MLK’s pants were not sagging and this still happened to him!

So to all those who still concern themselves with other people’s clothing, and the manner in which they wear them, (as if these decisions will lead to some great calamity) I ask you this question.

Are you being your best self?

The truth is, only you can answer that for yourself!

The point I feel Chance was making from the perspective of a young person is that, older folks act as if we know what’s best for everyone simply because we are old.  It’s true that experience is the best teacher, and I believe that we should respect our elders.  However there is a difference between experience and wisdom.

Unfortunately, wisdom does not always come with age alone.  There are many philosophical thoughts on how one obtains Wisdom, but generally speaking, it is acquired through the learned ability to discern (decide between truth, error, and what’s important), and to show discretion (speak without being offensive).

I used to be a rather unruly young person. Yes, that is “the bird” on full display there…along with MY SAGGY PANTS!

An unwise person may come across as preachy and authoritative, while a wise person may allow someone to find their own way, by simultaneously providing gentle guidance toward helping them become their best selves.

This is also the mark of good parenting, and the approach I strive to use most often with my children.

We must be mindful to avoid our natural tendecy to be self-righteous in our approach to dealing with young people.  Because remember, it wasn’t long ago that we old folks were having OUR fun, and doing things that the previous generation thought was questionable at best.

When it comes to things of merit, issues of great importance, it is our duty to speak up! But when it comes to superficial things like fashion, we could probably afford to pump our brakes a little bit.

I know it’s difficult to do so, because the hardest thing about business is…learning to mind our own!



  1. You’re right! Fashion does not define our character and our worth. Our young people used to dress with the waists of their pants at their waists – with a belt, and the so-called dominant culture did not recognize us as good enough then, and the attitude remains now. So it’s not how our pants are worn, it could be a rebellious way of expressing or trying to feel freedom wherever possible. Our people (young and old) don’t feel free (now or in the past), or that we have control over our lives and that our lives are disposable. PTSD would def be a diagnosis for that condition.


  2. Marc – I hear you loud and clear. I have a 14 y.o. grand-son who I am trying to keep alive in America. Perception of young black men by others I can’t change, but how a young man dresses while out and about can have others deem him less worthy, and more prone to committing a violent act.
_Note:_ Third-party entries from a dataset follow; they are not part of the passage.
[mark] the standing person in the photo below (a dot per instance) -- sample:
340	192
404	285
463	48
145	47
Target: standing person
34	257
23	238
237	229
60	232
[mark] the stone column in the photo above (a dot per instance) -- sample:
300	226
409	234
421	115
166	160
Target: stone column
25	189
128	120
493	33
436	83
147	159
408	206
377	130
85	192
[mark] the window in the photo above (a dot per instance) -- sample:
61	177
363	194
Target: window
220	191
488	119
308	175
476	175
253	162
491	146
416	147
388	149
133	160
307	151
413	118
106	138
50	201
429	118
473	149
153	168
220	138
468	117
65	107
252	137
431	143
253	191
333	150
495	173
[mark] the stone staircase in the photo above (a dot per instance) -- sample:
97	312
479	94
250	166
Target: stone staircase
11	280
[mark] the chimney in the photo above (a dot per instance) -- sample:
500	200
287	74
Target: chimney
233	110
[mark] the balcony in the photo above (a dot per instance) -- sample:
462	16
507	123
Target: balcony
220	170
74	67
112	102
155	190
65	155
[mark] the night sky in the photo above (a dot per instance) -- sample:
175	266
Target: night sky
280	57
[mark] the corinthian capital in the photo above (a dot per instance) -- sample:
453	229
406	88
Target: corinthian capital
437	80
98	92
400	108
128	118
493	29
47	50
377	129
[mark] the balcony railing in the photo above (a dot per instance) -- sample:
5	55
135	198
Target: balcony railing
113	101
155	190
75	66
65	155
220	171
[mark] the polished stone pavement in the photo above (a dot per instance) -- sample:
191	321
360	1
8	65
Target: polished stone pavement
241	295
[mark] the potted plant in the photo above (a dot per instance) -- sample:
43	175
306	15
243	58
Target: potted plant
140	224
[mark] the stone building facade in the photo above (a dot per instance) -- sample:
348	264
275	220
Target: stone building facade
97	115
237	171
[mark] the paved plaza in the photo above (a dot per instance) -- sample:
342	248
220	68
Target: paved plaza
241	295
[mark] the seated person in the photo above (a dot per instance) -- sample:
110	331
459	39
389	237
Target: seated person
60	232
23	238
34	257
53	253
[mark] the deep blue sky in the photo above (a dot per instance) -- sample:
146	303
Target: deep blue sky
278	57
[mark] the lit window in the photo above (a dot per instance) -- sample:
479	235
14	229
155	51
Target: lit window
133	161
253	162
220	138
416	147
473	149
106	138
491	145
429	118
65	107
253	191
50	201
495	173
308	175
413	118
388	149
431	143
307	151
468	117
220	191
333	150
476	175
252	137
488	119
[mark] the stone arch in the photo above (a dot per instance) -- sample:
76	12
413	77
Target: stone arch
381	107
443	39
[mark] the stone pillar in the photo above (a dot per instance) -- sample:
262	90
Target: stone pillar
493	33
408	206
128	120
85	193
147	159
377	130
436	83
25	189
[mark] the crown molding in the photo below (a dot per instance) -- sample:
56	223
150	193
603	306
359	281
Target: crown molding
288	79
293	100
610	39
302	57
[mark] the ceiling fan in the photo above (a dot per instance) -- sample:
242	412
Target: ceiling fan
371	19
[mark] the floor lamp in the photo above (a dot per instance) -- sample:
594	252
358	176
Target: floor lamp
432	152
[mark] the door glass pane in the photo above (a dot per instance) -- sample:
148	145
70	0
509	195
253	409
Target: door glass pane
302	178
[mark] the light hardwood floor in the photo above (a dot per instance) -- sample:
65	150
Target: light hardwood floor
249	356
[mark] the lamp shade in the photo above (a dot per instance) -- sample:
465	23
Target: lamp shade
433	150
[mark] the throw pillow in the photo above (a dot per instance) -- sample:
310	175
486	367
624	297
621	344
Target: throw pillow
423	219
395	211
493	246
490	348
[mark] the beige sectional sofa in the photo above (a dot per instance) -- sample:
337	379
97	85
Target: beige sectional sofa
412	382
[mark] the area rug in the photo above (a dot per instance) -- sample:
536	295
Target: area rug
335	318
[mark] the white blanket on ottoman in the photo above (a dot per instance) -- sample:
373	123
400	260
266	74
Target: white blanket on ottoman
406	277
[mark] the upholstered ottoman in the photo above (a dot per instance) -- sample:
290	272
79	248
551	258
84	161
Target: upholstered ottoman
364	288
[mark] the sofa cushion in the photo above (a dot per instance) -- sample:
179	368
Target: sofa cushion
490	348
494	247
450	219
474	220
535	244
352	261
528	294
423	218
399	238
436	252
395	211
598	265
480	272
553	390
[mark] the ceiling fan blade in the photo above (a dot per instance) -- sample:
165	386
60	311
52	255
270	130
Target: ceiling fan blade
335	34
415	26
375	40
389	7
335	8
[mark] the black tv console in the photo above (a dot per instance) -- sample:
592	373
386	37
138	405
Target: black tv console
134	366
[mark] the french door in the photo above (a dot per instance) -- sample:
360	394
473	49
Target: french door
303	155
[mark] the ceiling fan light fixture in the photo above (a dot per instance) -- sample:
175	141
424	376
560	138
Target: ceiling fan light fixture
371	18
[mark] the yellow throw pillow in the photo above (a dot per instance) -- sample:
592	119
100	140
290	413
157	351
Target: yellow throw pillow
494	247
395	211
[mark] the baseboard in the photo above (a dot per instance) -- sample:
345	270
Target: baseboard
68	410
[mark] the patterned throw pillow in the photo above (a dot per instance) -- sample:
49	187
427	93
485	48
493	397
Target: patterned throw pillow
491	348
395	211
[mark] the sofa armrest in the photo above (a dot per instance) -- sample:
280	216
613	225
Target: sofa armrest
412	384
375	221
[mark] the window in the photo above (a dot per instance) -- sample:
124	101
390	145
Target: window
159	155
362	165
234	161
I tell my grand-son pull up your pants, I don’t want to see your underwear. 

    Did the Afros of the 60s scare people? Yes, and I wore one for years. It was a different time in America when my generation was trying to change the status quo and have more jobs available to black folk (among other things). Did some companies not hire us with our Afros? Yes. 

    When more young black men imitated rappers and put gold teeth in their mouth – was it scary to others in our society? Yes. Marc – you have daughters – and America sees them a little bit differently then young black men. Also, it appears that how you and your wife are raising them – is one that “others” in our society welcome and don’t feel intimidated.

    Do cops treat young black men differently? Yes. If someone has sagging pants – jeans with holes – a long white T-shirty – will they assume he may have a gun? Yes. Will 7-Eleven store owners see a young black man with sagging pants as a possible robber? Yes.  We live in a hostile environment where how you dress have others make assumptions – right or wrong.

    Again, trying to keep my grand-son alive and it still isn’t enough.